The Clerk is DIRECTED to terminate Matthew Swalls from the Court's Case Management/Electronic Case Filing ("CM/ECF") system.
IT IS FURTHER ORDERED that if Plaintiff wishes to move the Court to reinstate the medical malpractice/negligence claim in COUNT 2, Plaintiff shall file the required affidavit(s) pursuant to 735 Ill.Comp.Stat. §5/2-622, within 90 days of the date of this order (on or before August 6, 2019). Further, Plaintiff shall timely file the required written report(s)/certificate(s) of merit from a qualified health professional, in compliance with §5/2-622. Should Plaintiff fail to timely file the required affidavits or reports, the dismissal of COUNT 2 may become a dismissal with prejudice.
IT IS ORDERED that the Clerk of Court shall prepare for Defendants Penny George and Amelia Merz: (1) Form 5 (Notice of a Lawsuit and Request to Waive Service of a Summons), and (2) Form 6 (Waiver of Service of Summons). The Clerk is DIRECTED to mail these forms, a copy of the Complaint, and this Memorandum and Order to each defendant's place of employment as identified by Plaintiff. If a defendant fails to sign and return the Waiver of Service of Summons (Form 6) to the Clerk within 30 days from the date the forms were sent, the Clerk shall take appropriate steps to effect formal service on that defendant, and the Court will require that defendant to pay the full costs of formal service, to the extent authorized by the Federal Rules of Civil Procedure.
IT IS FURTHER ORDERED that, if a defendant can no longer can be found at the work address provided by Plaintiff, the employer shall furnish the Clerk with defendant's current work address, or, if not known, defendant's last-known address. This information shall be used only for sending the forms as directed above or for formally effecting service. Any documentation of the address shall be retained only by the Clerk. Address information shall not be maintained in the court file or disclosed by the Clerk.
The Defendants are ORDERED to timely file an appropriate responsive pleading to the Complaint and shall not waive filing a reply pursuant to 42 U.S.C. Section 1997e(g).

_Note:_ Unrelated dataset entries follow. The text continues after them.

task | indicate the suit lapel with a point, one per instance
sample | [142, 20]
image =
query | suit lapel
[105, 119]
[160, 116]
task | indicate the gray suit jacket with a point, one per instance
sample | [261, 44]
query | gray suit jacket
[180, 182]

IT IS FURTHER ORDERED that if judgment is rendered against Plaintiff, and the judgment includes the payment of costs under Section 1915, Plaintiff will be required to pay the full amount of the costs, regardless of whether his application to proceed in forma pauperis is granted. See 28 U.S.C. § 1915(f)(2)(A).

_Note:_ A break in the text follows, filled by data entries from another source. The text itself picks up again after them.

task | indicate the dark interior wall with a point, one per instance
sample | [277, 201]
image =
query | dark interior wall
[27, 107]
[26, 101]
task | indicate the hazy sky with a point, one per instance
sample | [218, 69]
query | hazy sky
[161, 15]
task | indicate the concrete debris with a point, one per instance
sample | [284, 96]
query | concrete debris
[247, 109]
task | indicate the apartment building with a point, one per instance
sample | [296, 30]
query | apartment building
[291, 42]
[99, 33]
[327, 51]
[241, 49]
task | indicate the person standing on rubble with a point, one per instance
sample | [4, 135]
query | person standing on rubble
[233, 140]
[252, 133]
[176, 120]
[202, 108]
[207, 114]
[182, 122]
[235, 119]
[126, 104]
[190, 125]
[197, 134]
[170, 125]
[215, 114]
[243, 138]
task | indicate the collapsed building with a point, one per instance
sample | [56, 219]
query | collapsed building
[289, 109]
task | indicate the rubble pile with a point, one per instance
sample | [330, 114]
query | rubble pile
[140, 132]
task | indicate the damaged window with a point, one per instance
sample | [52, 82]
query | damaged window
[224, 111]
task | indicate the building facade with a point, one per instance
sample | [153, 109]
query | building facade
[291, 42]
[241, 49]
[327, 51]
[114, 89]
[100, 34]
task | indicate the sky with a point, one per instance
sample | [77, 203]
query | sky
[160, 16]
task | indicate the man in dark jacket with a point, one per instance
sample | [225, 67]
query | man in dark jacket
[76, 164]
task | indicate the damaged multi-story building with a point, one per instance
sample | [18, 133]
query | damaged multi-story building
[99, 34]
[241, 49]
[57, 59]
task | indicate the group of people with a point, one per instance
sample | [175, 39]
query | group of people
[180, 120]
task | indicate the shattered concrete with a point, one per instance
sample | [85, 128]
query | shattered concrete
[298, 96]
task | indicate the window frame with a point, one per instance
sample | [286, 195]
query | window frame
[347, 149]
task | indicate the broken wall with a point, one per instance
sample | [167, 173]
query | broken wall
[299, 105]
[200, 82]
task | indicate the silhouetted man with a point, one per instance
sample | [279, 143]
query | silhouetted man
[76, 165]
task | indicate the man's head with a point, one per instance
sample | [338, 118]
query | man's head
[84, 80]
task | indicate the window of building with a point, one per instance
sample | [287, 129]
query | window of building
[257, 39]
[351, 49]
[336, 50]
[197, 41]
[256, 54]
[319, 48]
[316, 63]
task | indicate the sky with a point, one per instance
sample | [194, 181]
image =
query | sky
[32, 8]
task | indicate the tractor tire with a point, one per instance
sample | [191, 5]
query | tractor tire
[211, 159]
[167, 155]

Finally, Plaintiff is ADVISED that he is under a continuing obligation to keep the Clerk of Court and each opposing party informed of any change in his address; the Court will not independently investigate his whereabouts. This shall be done in writing and not later than 7 days after a transfer or other change in address occurs. Failure to comply with this order will cause a delay in the transmission of court documents and may result in dismissal of this action for want of prosecution. See Fed. R. Civ. P. 41(b).
IT IS SO ORDERED.
DATED: 5/8/2019
/s/ Staci M . Yandle
United States District Judge
Notice
The Court will take the necessary steps to notify the appropriate defendants of your lawsuit and serve them with a copy of your complaint. After service has been achieved, the defendants will enter their appearance and file an Answer to your Complaint. It will likely take at least 60 days from the date of this Order to receive the defendants' Answer, but it is entirely possible that it will take 90 days or more. When all the defendants have filed Answers, the Court will enter a Scheduling Order containing important information on deadlines, discovery, and procedures. Plaintiff is advised to wait until counsel has appeared for the defendants before filing any motions, to give the defendants notice and an opportunity to respond to those motions. Motions filed before defendants' counsel has filed an appearance will generally be denied as premature. Plaintiff need not submit any evidence to the Court at this time, unless specifically directed to do so.